Recente publicaties:
- Jan Giele-lezing 2011, Veranderingen in de belastingrechtspraak, Sdu Uitgevers, Den Haag 2011.
- Bijdrage aan de Lubbers-bundel (J.P. Boer (red.), Kwaliteit van belastingrechtspraak belicht, Sdu Uitgevers, Den Haag 2013): ‘Appel in belastingzaken.’
- Opinie NTFR 2014/908.
- Opstel ‘Tweehonderd jaar rechtsbescherming in belastingzaken. Een schets van de ontwikkelingen in de fiscale rechtsbescherming in hoofdlijnen’ in H. Vording (red.), Tweehonderd jaar Rijksbelastingen, Sdu Uitgevers, Den Haag 2015, p. 131-152.

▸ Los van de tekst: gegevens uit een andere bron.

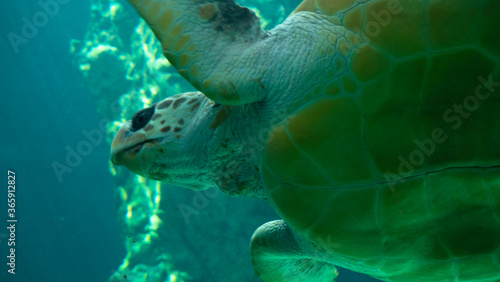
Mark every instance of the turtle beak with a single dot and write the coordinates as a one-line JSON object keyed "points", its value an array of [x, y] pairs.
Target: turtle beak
{"points": [[126, 146]]}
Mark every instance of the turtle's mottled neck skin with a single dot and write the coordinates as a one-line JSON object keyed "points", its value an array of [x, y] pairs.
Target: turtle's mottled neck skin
{"points": [[191, 141]]}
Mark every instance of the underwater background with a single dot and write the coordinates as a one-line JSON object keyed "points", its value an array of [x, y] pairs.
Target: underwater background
{"points": [[72, 71]]}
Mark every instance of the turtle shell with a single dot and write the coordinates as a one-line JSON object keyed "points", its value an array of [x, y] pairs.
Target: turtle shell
{"points": [[394, 164]]}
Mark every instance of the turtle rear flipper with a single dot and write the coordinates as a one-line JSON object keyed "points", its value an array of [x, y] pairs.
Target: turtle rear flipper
{"points": [[280, 255]]}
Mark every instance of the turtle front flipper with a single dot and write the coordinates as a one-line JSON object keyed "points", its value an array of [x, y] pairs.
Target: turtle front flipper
{"points": [[206, 42], [281, 255]]}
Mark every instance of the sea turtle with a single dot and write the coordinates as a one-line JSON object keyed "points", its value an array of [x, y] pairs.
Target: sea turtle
{"points": [[371, 126]]}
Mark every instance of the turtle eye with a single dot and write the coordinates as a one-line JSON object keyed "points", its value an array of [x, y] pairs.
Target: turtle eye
{"points": [[142, 117]]}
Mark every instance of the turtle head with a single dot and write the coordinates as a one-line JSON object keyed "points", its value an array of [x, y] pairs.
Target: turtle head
{"points": [[166, 142]]}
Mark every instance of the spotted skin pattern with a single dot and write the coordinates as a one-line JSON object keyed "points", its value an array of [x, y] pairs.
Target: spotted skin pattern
{"points": [[378, 140]]}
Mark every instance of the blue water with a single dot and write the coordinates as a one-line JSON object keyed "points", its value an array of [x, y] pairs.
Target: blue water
{"points": [[66, 228], [66, 231]]}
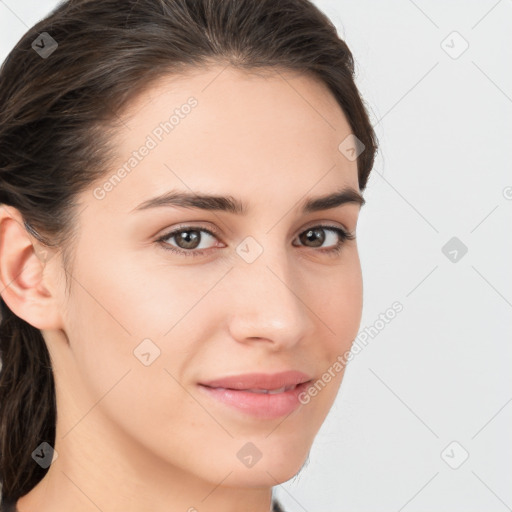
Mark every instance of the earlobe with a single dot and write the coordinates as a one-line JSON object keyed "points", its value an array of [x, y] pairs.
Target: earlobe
{"points": [[21, 274]]}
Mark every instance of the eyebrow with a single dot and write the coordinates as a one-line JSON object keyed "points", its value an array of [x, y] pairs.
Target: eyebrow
{"points": [[230, 204]]}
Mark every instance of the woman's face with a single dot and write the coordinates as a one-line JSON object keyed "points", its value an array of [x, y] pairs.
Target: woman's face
{"points": [[145, 325]]}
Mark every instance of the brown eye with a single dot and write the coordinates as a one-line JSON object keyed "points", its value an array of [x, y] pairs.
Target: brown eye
{"points": [[316, 236], [187, 240]]}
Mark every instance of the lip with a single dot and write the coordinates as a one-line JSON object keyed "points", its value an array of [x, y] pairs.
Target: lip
{"points": [[259, 380], [232, 391]]}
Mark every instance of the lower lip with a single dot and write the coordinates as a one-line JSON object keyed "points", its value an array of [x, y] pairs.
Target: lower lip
{"points": [[261, 405]]}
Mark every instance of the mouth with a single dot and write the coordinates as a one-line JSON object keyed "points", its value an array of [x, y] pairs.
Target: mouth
{"points": [[258, 403], [283, 389]]}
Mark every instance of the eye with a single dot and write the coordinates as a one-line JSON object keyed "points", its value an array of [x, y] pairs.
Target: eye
{"points": [[316, 235], [189, 238]]}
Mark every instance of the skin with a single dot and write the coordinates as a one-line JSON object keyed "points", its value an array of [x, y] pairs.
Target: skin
{"points": [[132, 437]]}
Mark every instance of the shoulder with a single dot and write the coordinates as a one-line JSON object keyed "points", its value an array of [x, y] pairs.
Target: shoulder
{"points": [[276, 506]]}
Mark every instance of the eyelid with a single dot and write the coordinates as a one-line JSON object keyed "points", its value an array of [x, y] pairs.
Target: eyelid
{"points": [[343, 233]]}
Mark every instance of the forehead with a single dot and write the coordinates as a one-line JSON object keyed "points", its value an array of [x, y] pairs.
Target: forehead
{"points": [[228, 131]]}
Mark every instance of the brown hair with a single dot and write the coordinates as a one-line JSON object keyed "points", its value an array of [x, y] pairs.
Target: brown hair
{"points": [[58, 108]]}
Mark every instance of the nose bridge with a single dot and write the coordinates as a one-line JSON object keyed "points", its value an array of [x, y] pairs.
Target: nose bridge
{"points": [[266, 304]]}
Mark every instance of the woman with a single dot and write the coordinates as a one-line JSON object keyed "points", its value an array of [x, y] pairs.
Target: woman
{"points": [[180, 184]]}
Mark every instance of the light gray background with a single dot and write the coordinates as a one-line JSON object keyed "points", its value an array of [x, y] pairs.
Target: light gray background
{"points": [[440, 370]]}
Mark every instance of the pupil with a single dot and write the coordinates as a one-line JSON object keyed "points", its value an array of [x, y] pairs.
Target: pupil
{"points": [[317, 236], [190, 241]]}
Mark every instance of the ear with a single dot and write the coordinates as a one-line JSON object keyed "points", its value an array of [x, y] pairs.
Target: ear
{"points": [[24, 286]]}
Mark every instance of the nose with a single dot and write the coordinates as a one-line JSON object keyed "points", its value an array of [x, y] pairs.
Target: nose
{"points": [[267, 304]]}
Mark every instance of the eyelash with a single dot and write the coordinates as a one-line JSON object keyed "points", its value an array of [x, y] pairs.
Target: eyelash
{"points": [[334, 251]]}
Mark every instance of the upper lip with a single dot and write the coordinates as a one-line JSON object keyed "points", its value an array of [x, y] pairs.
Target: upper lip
{"points": [[268, 381]]}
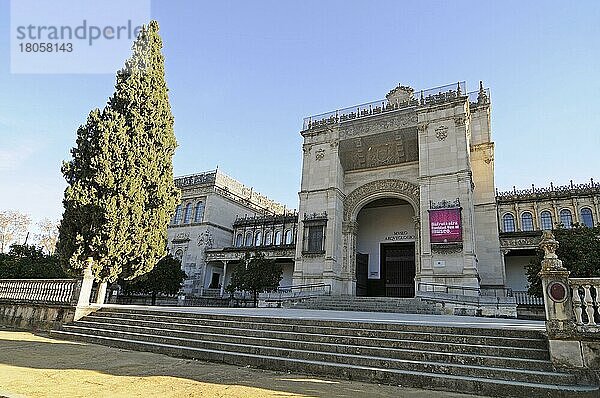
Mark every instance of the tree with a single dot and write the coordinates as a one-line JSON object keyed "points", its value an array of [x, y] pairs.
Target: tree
{"points": [[121, 193], [579, 250], [255, 275], [29, 262], [166, 277], [48, 235], [13, 227]]}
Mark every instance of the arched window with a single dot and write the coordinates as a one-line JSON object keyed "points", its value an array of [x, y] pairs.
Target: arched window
{"points": [[586, 217], [199, 212], [546, 220], [187, 214], [288, 237], [527, 221], [508, 223], [278, 238], [177, 216], [566, 218], [258, 239]]}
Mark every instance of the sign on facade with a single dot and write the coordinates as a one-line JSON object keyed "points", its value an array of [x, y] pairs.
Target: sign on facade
{"points": [[445, 225]]}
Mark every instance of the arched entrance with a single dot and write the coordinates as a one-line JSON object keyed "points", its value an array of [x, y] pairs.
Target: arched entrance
{"points": [[385, 249], [388, 212]]}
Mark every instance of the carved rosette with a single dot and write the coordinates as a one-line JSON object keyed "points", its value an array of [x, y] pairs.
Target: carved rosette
{"points": [[441, 133]]}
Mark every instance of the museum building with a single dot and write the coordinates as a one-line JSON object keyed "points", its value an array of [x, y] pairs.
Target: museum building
{"points": [[397, 197]]}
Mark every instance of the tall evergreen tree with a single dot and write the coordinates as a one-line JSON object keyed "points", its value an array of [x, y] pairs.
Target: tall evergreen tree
{"points": [[121, 192]]}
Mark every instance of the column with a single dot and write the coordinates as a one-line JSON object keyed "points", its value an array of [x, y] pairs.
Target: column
{"points": [[224, 275]]}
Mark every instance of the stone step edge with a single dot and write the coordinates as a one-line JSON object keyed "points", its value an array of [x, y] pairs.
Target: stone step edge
{"points": [[128, 316], [226, 329], [343, 355], [531, 361], [556, 387], [312, 321]]}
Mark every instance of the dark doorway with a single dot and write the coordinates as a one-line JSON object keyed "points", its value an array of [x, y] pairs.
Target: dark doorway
{"points": [[362, 271], [397, 262]]}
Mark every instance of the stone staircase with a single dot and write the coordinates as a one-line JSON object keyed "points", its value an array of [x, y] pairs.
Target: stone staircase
{"points": [[370, 304], [492, 362]]}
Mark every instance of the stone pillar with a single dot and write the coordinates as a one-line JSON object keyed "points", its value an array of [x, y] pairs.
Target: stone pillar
{"points": [[555, 287], [224, 275], [83, 303], [101, 293], [565, 350]]}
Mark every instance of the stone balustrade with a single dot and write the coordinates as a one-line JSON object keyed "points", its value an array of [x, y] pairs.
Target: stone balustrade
{"points": [[586, 303], [40, 291]]}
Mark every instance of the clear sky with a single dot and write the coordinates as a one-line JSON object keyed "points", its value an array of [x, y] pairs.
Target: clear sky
{"points": [[243, 74]]}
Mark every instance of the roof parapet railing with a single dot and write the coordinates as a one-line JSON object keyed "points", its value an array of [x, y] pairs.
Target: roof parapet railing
{"points": [[432, 96]]}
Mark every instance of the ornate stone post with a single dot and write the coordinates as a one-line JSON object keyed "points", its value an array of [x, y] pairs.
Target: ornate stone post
{"points": [[565, 349], [83, 303], [555, 287]]}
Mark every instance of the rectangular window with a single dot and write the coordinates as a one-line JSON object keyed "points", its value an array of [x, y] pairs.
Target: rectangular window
{"points": [[315, 239]]}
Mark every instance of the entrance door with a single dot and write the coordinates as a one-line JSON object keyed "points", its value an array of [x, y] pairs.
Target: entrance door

- Opstel ‘Meepraten in cassatie’ in de Bavinck-bundel Systeem en symmetrie, Wolters Kluwer, Deventer 2016, p. 41-49.
- Opstel ‘Maatschappelijke aspecten van beslissingen als factor van rechtsvinding’, FED 2016/98.
Waarom bent u fiscaal recht gaan studeren?
‘Ik heb HBS-b gedaan en wilde eigenlijk tandarts worden. Mijn vader vond dat geen goed idee omdat tandheelkunde een lange en dure studie was. Uiteindelijk ben ik in Leiden rechten gaan studeren. Later kwam ik in aanraking met het belastingrecht en dat vond ik een fascinerend rechtsgebied, met name omdat het zo concreet is en maatschappelijke relevantie heeft. Verder zag ik raakvlakken met bedrijfseconomie waarin ik ook geïnteresseerd was.’
U hebt een lange carrière in de rechterlijke macht gehad. Is dat van het begin af aan uw ambitie geweest?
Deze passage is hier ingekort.